The Station Agent

Affiche The Station Agent
Réalisé par Thomas McCarthy
Pays de production U.S.A.
Année 2003
Durée
Musique Stephen Trask
Genre Comédie dramatique
Distributeur Diaphana Films
Acteurs Michelle Williams, Patricia Clarkson, Peter Dinklage, Bobby Cannavale, Paul Benjamin
N° cinéfeuilles 472
Bande annonce

Critique

"La première œuvre de Thomas McCarthy est captivante à bien des égards. Tendresse, sincérité et humour s'entrecroisent dans une histoire qui plonge au cœur des enjeux humains, bien au-delà d'une foule de trains qui passent sans que personne ne les prenne.

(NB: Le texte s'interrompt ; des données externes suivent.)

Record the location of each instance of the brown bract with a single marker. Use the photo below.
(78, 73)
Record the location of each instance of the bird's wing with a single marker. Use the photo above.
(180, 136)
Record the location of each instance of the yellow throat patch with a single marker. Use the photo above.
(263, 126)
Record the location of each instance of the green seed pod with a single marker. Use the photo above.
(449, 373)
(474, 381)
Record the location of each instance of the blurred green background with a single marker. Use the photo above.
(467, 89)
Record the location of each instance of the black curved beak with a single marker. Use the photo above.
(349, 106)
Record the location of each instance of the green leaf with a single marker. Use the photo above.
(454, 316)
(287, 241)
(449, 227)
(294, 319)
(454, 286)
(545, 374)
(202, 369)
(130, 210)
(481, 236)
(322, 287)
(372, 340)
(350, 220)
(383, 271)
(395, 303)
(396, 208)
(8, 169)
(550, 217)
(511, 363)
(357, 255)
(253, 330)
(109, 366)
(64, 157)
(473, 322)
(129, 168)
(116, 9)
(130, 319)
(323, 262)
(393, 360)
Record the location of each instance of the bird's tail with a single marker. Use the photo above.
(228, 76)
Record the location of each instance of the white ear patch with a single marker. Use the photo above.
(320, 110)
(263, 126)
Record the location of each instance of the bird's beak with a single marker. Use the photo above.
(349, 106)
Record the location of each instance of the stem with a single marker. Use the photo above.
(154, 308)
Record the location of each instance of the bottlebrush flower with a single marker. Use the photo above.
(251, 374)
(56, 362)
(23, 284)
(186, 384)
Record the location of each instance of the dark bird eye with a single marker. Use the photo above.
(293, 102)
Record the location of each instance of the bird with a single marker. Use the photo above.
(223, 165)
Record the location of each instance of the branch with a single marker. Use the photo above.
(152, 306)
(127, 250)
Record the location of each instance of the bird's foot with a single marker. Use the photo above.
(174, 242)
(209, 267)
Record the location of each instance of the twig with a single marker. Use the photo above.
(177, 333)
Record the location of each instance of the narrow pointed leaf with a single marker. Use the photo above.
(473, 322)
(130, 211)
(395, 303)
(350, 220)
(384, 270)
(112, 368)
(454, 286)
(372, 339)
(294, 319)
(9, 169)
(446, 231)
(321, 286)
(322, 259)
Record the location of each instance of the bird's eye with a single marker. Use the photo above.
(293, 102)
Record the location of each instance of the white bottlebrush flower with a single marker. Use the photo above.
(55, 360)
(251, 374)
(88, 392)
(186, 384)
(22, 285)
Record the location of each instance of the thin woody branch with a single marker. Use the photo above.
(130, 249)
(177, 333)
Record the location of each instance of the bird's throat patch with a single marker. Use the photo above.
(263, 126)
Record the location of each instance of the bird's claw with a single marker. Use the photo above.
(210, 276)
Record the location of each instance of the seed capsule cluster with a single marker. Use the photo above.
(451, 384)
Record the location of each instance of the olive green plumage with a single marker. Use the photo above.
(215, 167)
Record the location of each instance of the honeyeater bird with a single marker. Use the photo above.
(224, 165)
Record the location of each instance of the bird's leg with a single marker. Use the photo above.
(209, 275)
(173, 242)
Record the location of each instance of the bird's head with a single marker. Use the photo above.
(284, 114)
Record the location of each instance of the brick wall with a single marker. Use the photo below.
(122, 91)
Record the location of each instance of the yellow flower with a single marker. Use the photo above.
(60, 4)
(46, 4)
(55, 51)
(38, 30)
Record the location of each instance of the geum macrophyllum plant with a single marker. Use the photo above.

Finbar McBride aime passionnément les trains. Atteint de nanisme, ce jeune homme vit relativement paisiblement jusqu'au jour où son ami, le propriétaire du magasin où il travaille, meurt subitement. Finbar hérite alors d'une petite gare abandonnée dans une petite ville du New Jersey.

Bien décidé à préserver coûte que coûte sa solitude, le nain s'y rend aussitôt en longeant les voies. Mais ses voisins - Joe, un jeune Cubain exubérant qui gère sans conviction un commerce de hot dogs ambulant, et Olivia, une peintre quadragénaire qui vient de perdre son enfant et vit mal son récent divorce - vont rapidement contrarier ses penchants taciturnes.

Le réalisateur tisse son action dans un univers féerique: une gare désaffectée, un wagon abandonné dans lequel une fillette vient jouer, quelques décors attachants d'une petite ville de province, et des kilomètres de rails. Tout autour, des trains passent, sans jamais qu'on y monte, signes et preuves d'une vie trépidante dont le film se désintéresse. Comme il se désintéresse - tout américain qu'il est - des effets tonitruants, des surenchères et des superlatifs de toutes sortes.

Ici, le propos, c'est clairement l'humain, dans quelques dimensions-clés: l'amitié, la marginalité, l'exclusion, le deuil. Et ce propos est servi par des interprètes parfaitement ajustés à leurs rôles respectifs. Naît et progresse alors une amitié entre ces trois personnes: elle constitue la trame du récit. Du coup, leurs différences accentuent leur attrait réciproque. La magie du film étant de juxtaposer ces trois êtres atypiques jusqu'à ce qu'ils trouvent entre eux une ""articulation"" harmonieuse.

Au départ, Thomas McCarthy voulait développer, à travers le rôle de Finbar McBride, un personnage enfermé dans le désir de s'isoler du monde. Ce n'est que plus tard, rencontrant par hasard son ami Peter Dinklage avec lequel il avait joué sept ans plus tôt, qu'il eut l'heureuse intuition de confier à son ami nain le rôle central. C'est alors comme si le film s'enrichissait de nouveaux repères, comme si la symbolique se parait elle aussi d'une dimension nouvelle.

Beaucoup de sensibilité et de doigté dans cette réalisation qui ne tombe jamais dans la facilité. L'originalité des personnages, leurs forces de caractère nous renvoient constamment à des parties de nous-mêmes, ainsi qu'à ces luttes que la vie sans cesse demande à chacun de mener contre l'indifférence, la morosité ou le repli sur soi. Une paisible parabole à taille humaine, juste, émouvante et dotée d'un humour savamment dosé.





Thomas MacCarthy



Thomas MacCarthy était connu jusqu'ici comme un acteur rencontré en télévision dans des productions telles qu'""Ally McBeal"" et ""Spin City"". Son premier film - THE STATION AGENT - obtient trois prix à Sundance en 2003 (Meilleur scénario, Prix du public et Meilleure interprétation féminine pour Patricia Clarkson) ainsi que le Prix spécial du jury au Festival de San Sebastian 2003."